La plupart de nos historiens ne font que peu de cas de cette invasion du territoire et des cœurs, laquelle n’a durée que sept  mois. Mais qui veut comprendre l’évolution de la pensée religieuse au Québec d’aujourd’hui se doit de bien saisir toute la dynamique qu’a engendrée cet événement particulier ainsi que la Révolution française qui l’a suivi.

À bien saisir la portée de ces importants événements sur ceux qui nous ont précédés en sol laurentien permet de mieux comprendre ce qu’est devenue tant sur les plans culturel que religieux la société québécoise en 2017.  

C’est en faisant collectivement un retour historique sur les années 1778 et 1779 trop effacées dans notre mémoire collective que, tant l’imprimeur Fleury Mesplet que l’intellectuel de haut niveau qu’a été Valentin Jautard,  finiront par prendre l’importance que tous deux ont pourtant eue dans notre histoire.

C’est en juin 1775 que Mesplet décide de rester à Montréal plutôt que de suivre les milices américaines dans leur retraite face à  l’éminente arrivée dans la ville d’un fort contingent de soldats dirigé par le gouverneur Carlton.   

Ce qu’il faut bien saisir ici, c’est que cette détermination du voltairien Mesplet à fonder un journal permettant les échanges d’opinions devant amorcer tout un bras-de-fer entre laïques progressistes et les autorités religieuses, un bras-de-fer  qui s’est prolongé jusqu'à notre trop bien tranquille Révolution tranquille.

Du moins jusqu’en 1840, la hiérarchie catholique a toujours eu à interpeler  le gouverneur pour qu’en échange de sa fidélité à la Couronne britannique, il utilise tous les moyens pour empêcher la propagation de la philosophie des Lumières parmi ceux que depuis leur flirt avec les milices américains, elle appelle « les insoumis ».

Ce furent souvent par des gains piteux que les efforts du haut clergé ont été récompensés tellement on se méfiait de ces « papistes » au Foreign Office  où  on souhaitait plutôt que l’anglicanisme remplace le catholicisme dans la province.

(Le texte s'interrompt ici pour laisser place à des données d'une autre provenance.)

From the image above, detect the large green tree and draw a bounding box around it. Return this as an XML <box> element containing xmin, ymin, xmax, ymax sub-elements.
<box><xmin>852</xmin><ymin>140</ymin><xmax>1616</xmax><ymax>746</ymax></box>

Il a fallu la défaite des patriotes de 1838 pour que la confiance finisse par régner, et pour que  cesse cette volonté assimilatrice qui allait jusqu’au blanc-seing  de Londres dans la nomination des évêques et au formel refus d’immigration de prêtres en provenance de France dans le but de combler les vacances causées, les incapacités et les décès.  Ainsi que les défroques.

Il faut absolument connaître ce contexte pour bien saisir tout ce que provoqua l’arrivée du premier journal fondé par Mesplet à Montréal.    

 

La Gazette du commerce et littéraire de Montréal n’est pas l’ancêtre de la Montreal Gazette

Ce que Delmar ne semble pas avoir appris à l’école, c’est qu’il est mensonger de la part de la direction actuelle de The Montreal Gazette  d’écrire en grosses lettres chaque jour du haut de sa page  éditoriale: « FOUNDED JUNE 3, 1778,  BY FLEURY MESPLET».  C’est à la fois de la fanfaronnade et un gros mensonge. 

Quand on connait véritablement ce qu’a été La Gazette du commerce et littéraire de Montréal  fondée par l’imprimeur d’origine française ce 3 juin 1778, comment prétendre ensuite que la  Montreal Gazette de 2017 en est issue?   

Il y a proprement une insulte  à l’intelligence de la part de la direction de faire croire une telle linéarité à ses lecteurs avec un   journal qui a pourtant  été commandée en 1775 par le Congrès de Philadelphie dans le but express de rallier les Canadiens à la volonté  de leurs compatriotes de se détacher de la Grande-Bretagne.

 Arrivé à Montréal quelques jours avant que les milices américaines s’y retirent et que Carlton soit revenu en tant que gouverneur, Mesplet  savait pertinemment qu’il ne pouvait plus penser à fonder un journal qui fera l’apologie du républicanisme.   Un premier emprisonnement de 26 jours avait amplement suffi à lui faire connaître la limite à ne point dépasser.   

 

Fleury Mesplet : grand précurseur de notre laïcité

Il aura donc plutôt l’intention de ne prêcher dans son journal que la pensée voltairienne qui l’habitait.  Une intention qui, dès le départ, ne pourra qu’irriter au plus haut point Jean-Olivier Briand, évêque de Québec et le sulpicien Étienne de Montgolfier à la fois son coadjuteur à Montréal et grand seigneur de la totalité de l’ile de Montréal.     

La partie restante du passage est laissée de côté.